Unfortunately neither side had produced evidence of comparable lettings to discounters as they had both assumed that the calculation would be on the assumption that there was a DIY retailer willing to take the lease. Undeterred, the court went on to conclude that the open market rental value for a lease to a discounter before taking account of the break would be £12.62 psf. Applying a 20 per cent discount for the break, the court concluded that the rent for a discounter on the open market would be £10.10 psf, almost 18 per cent lower than the equivalent rental value the court felt would have been payable had there been a prospective DIY retailer interested in the premises.

Commentary

The court acknowledged that "in the real world B&Q will of course take the lease and will trade in the notional rent-free fitting-out period. However the artificiality of section 34 requires the rent to be judged for a lease to a hypothetical tenant not yet in occupation". In short the fiction of section 34 overrode the facts surrounding this renewal.

In navigating the fiction that is section 34, landlords and tenants should take note of the following, which were highlighted by this case:

  • the potential effect of early break clauses in renewal leases

This case highlights two potential pitfalls arising from introducing an early break clause in a renewal lease:

  • it can significantly depreciate the open market rental value irrespective of the identity of the prospective lessee. In this case the court felt the early break clause would warrant a 25 per cent reduction in open market value in the case of a letting to a DIY retailer and a 20 per cent reduction in the case of a discounter; and
  • it can change and restrict the category of prospective lessees willing to take the lease in the open market (crucially, of course, the court could not consider the existing tenant, B&Q, as one of those contenders).

One factor that did appear to weigh heavily was the strong likelihood that the rolling break in this case would be triggered early on in the term of the renewal lease.

  • The application of rental holidays

This judgment provides a further endorsement that in appropriate cases a rent holiday will be taken into account even though the actual tenant should have no cause or need to fit out the premises (because it is already in occupation).

  • The importance of comparables

It is important to have suitable rental comparables for the court to consider. Here the parties were taken off guard and no comparable evidence was provided as to the likely open market rental value of a letting to a discounter. In another recent case, Flanders Community Centre Ltd v. Newham London Borough Council [2016] EWHC 1089 (Ch), the absence of reliable evidence capable of analysis as to current market rent resulted in the rent for a community centre lease renewal remaining at the then passing rent of £1.

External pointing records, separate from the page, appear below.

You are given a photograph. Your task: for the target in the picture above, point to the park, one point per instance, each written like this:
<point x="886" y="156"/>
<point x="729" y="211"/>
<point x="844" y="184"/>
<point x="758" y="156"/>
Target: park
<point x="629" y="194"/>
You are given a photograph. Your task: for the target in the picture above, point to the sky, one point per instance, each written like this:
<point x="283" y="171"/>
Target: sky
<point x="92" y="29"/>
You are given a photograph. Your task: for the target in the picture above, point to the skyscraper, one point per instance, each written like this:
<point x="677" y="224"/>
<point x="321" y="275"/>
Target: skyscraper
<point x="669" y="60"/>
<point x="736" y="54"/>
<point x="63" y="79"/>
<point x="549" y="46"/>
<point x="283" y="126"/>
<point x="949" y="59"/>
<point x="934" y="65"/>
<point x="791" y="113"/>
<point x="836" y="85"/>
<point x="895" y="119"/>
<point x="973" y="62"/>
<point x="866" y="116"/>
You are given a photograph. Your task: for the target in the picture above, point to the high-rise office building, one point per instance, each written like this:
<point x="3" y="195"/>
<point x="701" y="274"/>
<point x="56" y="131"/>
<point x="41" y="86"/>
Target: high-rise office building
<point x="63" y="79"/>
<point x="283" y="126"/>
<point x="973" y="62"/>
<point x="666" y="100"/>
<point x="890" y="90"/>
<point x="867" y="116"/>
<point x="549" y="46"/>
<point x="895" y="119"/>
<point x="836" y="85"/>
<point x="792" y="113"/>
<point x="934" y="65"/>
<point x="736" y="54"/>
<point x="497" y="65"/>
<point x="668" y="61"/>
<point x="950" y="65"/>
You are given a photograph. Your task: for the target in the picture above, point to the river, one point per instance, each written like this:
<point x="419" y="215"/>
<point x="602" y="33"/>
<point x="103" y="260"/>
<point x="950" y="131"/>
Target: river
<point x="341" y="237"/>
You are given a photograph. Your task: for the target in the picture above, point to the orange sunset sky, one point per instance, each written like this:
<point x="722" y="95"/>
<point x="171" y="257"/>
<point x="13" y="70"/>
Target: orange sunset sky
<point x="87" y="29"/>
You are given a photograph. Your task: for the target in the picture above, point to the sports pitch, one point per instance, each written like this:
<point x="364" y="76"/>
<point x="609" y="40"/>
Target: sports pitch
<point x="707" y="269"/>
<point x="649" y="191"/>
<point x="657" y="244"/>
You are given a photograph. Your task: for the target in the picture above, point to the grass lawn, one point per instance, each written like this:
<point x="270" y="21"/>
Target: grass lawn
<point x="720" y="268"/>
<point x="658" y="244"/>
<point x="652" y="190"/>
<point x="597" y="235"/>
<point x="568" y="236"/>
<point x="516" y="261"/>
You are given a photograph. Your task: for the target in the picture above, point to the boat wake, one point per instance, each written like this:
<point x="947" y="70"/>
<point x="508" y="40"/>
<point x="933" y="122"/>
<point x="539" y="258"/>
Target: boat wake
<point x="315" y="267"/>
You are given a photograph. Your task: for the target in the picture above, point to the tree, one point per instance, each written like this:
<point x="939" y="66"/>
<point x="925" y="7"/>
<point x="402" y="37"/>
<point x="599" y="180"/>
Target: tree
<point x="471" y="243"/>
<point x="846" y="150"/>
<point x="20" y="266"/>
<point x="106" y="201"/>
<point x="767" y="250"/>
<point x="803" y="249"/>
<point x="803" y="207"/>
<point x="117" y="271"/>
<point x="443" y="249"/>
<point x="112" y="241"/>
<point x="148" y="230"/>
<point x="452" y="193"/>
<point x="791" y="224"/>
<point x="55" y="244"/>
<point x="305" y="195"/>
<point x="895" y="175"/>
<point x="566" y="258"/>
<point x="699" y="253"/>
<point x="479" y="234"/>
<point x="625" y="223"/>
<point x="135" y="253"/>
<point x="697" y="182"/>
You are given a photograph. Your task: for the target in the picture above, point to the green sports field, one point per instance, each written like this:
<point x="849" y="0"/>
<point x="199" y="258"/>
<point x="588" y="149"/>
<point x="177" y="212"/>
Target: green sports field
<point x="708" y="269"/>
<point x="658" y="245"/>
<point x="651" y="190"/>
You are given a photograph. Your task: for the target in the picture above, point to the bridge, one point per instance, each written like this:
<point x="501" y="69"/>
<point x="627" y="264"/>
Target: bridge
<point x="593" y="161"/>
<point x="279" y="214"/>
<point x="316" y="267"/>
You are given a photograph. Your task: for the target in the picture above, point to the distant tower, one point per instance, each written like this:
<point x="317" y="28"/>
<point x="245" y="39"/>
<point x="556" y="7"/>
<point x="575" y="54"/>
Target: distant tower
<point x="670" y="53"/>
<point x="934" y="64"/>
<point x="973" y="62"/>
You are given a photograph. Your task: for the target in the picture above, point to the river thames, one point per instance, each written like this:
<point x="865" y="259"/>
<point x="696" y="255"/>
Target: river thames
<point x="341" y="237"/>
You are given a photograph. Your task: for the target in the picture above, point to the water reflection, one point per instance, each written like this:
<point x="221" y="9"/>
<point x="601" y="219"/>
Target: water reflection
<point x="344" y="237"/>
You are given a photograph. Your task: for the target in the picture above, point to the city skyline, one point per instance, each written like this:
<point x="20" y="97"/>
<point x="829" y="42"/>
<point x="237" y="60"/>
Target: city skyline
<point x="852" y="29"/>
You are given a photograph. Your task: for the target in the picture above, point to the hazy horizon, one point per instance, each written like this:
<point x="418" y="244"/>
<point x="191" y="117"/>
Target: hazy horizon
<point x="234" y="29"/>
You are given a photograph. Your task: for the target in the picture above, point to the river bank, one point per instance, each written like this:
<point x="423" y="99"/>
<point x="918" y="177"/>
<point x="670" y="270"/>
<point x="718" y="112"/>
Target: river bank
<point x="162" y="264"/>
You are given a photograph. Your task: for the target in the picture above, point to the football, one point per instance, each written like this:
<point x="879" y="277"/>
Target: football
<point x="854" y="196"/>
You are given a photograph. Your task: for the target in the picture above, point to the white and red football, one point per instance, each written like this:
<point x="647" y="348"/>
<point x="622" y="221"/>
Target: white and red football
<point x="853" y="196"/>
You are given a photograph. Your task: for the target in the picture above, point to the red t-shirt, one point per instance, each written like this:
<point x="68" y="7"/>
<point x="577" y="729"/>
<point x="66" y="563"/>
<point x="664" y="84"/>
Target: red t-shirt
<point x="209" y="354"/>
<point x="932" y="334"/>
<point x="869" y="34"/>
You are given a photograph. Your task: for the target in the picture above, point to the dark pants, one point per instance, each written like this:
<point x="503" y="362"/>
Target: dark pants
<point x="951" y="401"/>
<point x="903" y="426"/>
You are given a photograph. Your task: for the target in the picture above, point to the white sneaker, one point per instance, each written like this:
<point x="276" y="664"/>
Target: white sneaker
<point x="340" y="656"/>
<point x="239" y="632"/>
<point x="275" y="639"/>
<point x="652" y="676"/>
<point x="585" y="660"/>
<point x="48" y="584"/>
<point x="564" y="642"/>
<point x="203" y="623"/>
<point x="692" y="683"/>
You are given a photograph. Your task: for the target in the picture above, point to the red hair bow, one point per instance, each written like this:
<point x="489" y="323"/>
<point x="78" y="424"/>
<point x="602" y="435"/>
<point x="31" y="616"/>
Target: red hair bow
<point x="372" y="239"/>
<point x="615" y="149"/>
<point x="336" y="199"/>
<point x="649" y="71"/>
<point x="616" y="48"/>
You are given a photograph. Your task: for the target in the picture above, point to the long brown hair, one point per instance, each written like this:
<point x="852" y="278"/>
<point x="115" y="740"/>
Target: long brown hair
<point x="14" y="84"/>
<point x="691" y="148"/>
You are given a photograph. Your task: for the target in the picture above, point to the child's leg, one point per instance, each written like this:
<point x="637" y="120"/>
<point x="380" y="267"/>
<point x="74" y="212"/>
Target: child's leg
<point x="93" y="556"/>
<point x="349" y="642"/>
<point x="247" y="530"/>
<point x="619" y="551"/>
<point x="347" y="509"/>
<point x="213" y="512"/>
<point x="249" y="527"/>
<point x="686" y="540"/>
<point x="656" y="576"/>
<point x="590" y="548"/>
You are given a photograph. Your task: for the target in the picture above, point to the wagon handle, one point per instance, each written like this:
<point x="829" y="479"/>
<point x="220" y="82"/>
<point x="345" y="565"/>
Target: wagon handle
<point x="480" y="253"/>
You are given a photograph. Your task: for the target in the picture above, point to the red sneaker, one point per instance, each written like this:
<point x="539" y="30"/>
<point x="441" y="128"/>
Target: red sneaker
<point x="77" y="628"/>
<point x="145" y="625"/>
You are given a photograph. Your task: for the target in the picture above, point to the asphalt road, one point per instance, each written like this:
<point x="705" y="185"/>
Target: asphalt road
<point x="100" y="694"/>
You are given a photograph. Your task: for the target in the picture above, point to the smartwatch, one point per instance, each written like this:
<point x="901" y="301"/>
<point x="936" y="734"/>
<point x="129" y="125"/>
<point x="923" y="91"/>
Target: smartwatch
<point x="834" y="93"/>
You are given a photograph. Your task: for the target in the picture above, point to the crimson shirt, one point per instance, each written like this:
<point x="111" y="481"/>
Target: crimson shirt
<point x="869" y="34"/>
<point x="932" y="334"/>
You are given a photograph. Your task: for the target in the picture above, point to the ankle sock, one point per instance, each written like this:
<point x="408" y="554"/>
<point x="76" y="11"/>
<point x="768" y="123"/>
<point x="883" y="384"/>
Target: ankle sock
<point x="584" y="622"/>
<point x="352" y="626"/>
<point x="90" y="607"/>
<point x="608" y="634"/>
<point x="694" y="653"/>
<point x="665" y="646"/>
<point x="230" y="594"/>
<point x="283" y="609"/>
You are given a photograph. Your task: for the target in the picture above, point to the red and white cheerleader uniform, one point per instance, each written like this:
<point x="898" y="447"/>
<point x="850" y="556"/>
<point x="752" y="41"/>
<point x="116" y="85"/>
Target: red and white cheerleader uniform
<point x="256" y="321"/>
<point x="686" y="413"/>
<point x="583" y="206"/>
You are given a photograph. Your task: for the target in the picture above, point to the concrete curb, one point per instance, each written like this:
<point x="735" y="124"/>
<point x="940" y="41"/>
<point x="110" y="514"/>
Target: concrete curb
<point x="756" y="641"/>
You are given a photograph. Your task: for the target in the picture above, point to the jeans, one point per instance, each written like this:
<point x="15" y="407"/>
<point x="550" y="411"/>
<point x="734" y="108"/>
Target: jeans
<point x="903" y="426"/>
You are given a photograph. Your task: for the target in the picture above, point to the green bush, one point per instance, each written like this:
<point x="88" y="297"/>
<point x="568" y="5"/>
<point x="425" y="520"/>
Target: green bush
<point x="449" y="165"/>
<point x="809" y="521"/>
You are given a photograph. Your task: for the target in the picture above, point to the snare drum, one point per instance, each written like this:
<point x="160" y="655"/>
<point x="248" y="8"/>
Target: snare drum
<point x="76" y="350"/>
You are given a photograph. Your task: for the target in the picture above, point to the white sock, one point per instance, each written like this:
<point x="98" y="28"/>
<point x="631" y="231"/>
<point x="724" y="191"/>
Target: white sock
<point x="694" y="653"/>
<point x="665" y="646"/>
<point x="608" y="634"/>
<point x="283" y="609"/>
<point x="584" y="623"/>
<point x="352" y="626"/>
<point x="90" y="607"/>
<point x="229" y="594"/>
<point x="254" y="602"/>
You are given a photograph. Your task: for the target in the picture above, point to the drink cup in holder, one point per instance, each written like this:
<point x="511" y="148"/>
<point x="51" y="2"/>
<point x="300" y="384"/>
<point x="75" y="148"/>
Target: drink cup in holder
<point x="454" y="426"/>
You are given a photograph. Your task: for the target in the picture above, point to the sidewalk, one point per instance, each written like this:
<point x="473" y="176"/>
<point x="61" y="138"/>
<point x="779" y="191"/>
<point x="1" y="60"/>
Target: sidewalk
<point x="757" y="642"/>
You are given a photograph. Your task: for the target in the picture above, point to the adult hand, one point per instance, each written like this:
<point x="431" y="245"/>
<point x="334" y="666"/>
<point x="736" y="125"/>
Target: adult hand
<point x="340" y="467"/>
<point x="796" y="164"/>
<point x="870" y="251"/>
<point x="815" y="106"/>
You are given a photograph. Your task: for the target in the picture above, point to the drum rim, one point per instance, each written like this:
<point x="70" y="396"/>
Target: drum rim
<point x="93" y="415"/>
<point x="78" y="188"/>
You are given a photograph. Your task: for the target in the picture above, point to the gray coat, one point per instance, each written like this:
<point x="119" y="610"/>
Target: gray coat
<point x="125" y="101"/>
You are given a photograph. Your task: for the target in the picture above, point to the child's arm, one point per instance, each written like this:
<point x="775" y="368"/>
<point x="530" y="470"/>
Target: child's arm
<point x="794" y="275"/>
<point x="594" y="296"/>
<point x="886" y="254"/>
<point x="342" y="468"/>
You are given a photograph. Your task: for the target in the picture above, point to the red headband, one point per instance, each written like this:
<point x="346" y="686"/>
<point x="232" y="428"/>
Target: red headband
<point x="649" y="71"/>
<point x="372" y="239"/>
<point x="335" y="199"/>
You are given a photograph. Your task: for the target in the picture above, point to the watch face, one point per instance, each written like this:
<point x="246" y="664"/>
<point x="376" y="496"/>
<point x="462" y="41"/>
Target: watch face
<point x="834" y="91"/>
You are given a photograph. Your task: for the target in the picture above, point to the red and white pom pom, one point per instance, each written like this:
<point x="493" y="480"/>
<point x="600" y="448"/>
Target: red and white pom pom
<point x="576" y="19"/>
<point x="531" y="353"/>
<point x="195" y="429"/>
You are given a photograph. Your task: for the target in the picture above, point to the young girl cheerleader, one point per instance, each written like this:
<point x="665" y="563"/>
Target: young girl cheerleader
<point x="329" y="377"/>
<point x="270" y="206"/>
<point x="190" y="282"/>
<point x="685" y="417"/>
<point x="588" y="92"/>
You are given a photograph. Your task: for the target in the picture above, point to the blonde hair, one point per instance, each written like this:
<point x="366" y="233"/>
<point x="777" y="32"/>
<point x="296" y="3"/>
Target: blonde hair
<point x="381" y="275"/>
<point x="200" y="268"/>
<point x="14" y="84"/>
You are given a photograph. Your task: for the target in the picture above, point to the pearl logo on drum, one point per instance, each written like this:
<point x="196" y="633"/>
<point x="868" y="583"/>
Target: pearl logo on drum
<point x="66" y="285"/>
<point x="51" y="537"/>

  • The need for consistency

One theme of this judgment was the need for consistency. For example, the court commented on the need to compare like for like.

We ultimately do not know the reasons why the experts did not consider the potential for a discounter to be the hypothetical tenant. There may have been a valid reason for this. However, the case highlights that experts must now consider the categories of user of the premises when ascertaining a rental value pursuant to section 34. It is not enough to assume that the user will be of the same class as the actual tenant.

In summary, the case highlights the disparity between the real world and the hypothetical world. The hypothetical world is a natural fiction. Certain specific facts in the real world can transform a fictional valuation from being loosely based on reality to being a work of fantasy. That is the reality of the real and virtual worlds that expert valuers inhabit.

Further, care should be taken in agreeing terms that are specific to the landlord and tenant's particular situation as such terms may well have more of an impact on rent than the parties initially thought (or even intended). In the fictional world, that is irrelevant and the reality may well turn a fantasy valuation into a nightmare reality.